Sharkarosa Wildlife Ranch
11670 Massey Rd., Pilot Point
940/686-4600; sharkarosa.com Hours: 10am–5pm Saturday–Sunday from March–November. Last admission is 4pm. Open Monday–Friday by reservation only. Admission: $10 adults; $8 children ages 3–12. Parking: Free
The lush green fields of the Sharkarosa Wildlife Ranch seem to fit right in with the serene setting of Denton County’s horse country – that is, until you hear the bawl of a restless camel and catch a glimpse of the roaming zorse and zedonk – half zebra and half horse, and half zebra and half donkey. And yes, they really do exist.

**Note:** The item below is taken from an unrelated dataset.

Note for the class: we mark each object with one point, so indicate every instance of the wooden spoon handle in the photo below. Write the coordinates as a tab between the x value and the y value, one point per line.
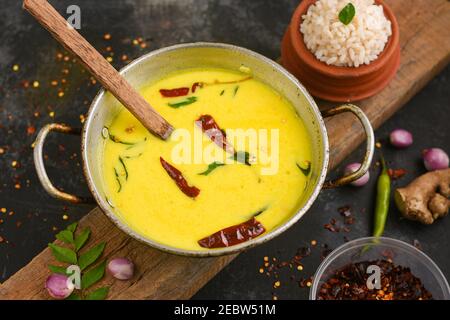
101	69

About 120 exotic, rare and endangered animals – including capuchin monkeys, an African crested porcupine and a few others you may have never heard of – live at the nonprofit zoo, on 126 acres just east of Ray Roberts Lake State Park in Pilot Point. The ranch’s rural setting and programs, structured for maximum face time with the animals, give Sharkarosa a big personality and make the hour drive from Dallas well worth it.

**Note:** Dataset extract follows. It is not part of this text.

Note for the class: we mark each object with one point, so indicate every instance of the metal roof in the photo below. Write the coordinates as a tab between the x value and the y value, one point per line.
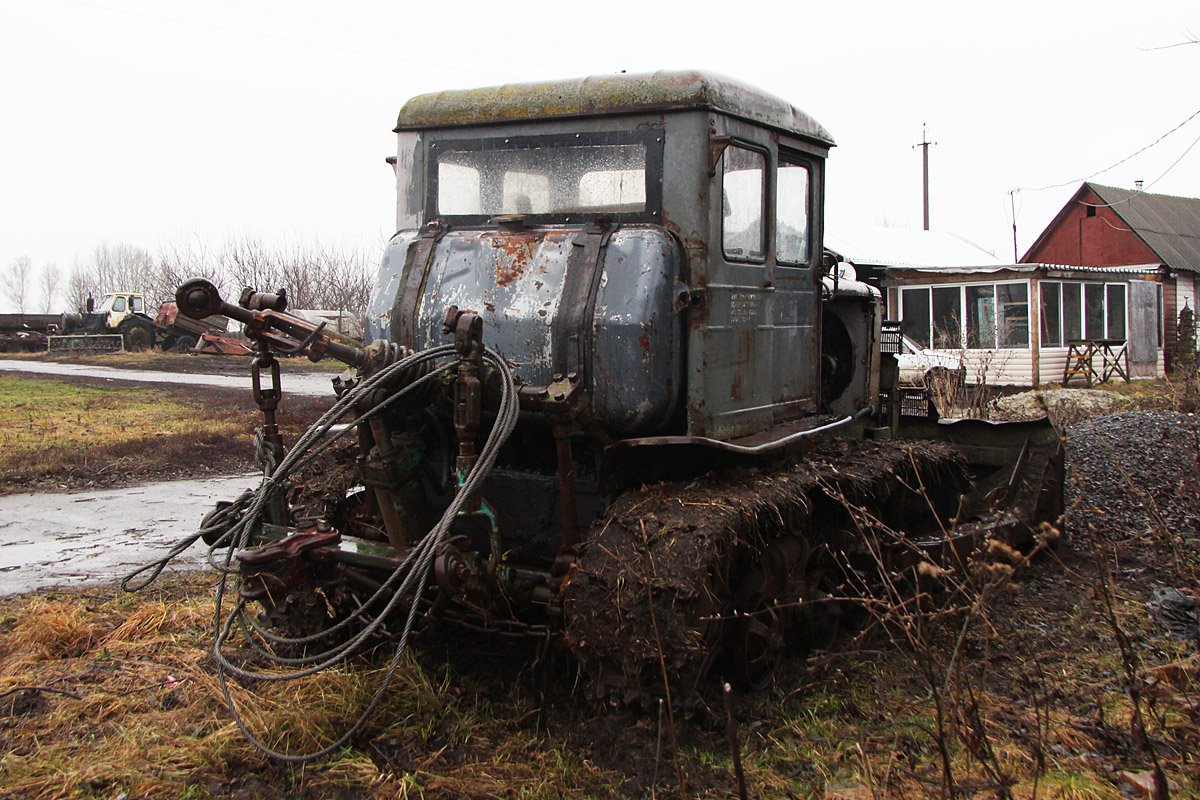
869	246
1170	226
603	95
1031	268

Throughout the day, meet and greet the educational animals, including a baby kangaroo from the ranch’s marsupial habitat and a baby ring-tailed lemur native to Madagascar (yes, like in the movie) during animal talks presented by tour guides.
Pile into the Safari Tram for hourly runs through open pastures to see the Clydesdales, dromedary camels and a pot-bellied pig roaming with deer and the zebra hybrids. Once the tramcar arrives with feed troughs that hang off the sides (a little bribery never hurt anyone), the animals come running, bringing them within arm’s reach for a perfect close-up view. One endangered animal you’ll see is a Père David’s Deer, which is indigenous to China and now exists only in captivity. You may have seen it on the Season Six premiere of the Discovery Channel’s Dirty Jobs, when ranch owner Scott Edwards taught Mike Rowe how to catch one.

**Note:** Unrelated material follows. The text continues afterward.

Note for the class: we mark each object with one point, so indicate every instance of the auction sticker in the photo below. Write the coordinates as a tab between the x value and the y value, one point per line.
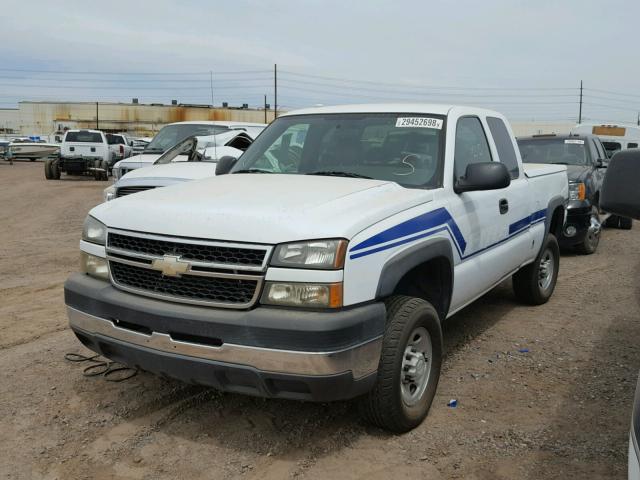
419	122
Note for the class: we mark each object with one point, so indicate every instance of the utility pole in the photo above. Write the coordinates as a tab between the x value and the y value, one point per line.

Though your family’s visit won’t be nearly as “dirty,” you and the kids can get washed up for lunch at the hand-sanitizing area. Grab a hot dog or homemade taco cooked on site at the concession stand or bring a picnic and sit under the two large shaded pavilions. Sharkarosa has well-kept portable toilets but no changing tables, so you might want to bring a diaper-changing pad. From open to close you can take a short ride on the kids’ barrel train, stop by the photo booth for a professional photo or get an airbrushed face painting of an animal, maybe even one that looks like an exotic new friend you’ve made at the ranch.
Three More Things
Walk the nature trails that overlook the animal pastures and pitch a tent at the primitive camping sites, open to large groups.
Named for Sharkarosa’s two newest residents – rescued black bears Barnaby and Bailey – an on-site restaurant called the Bear’s Den is scheduled to open in October.
At Trail Dust Steak House in nearby Aubrey, order classic American chow from the kids’ menu and slide down the restaurant’s indoor slide.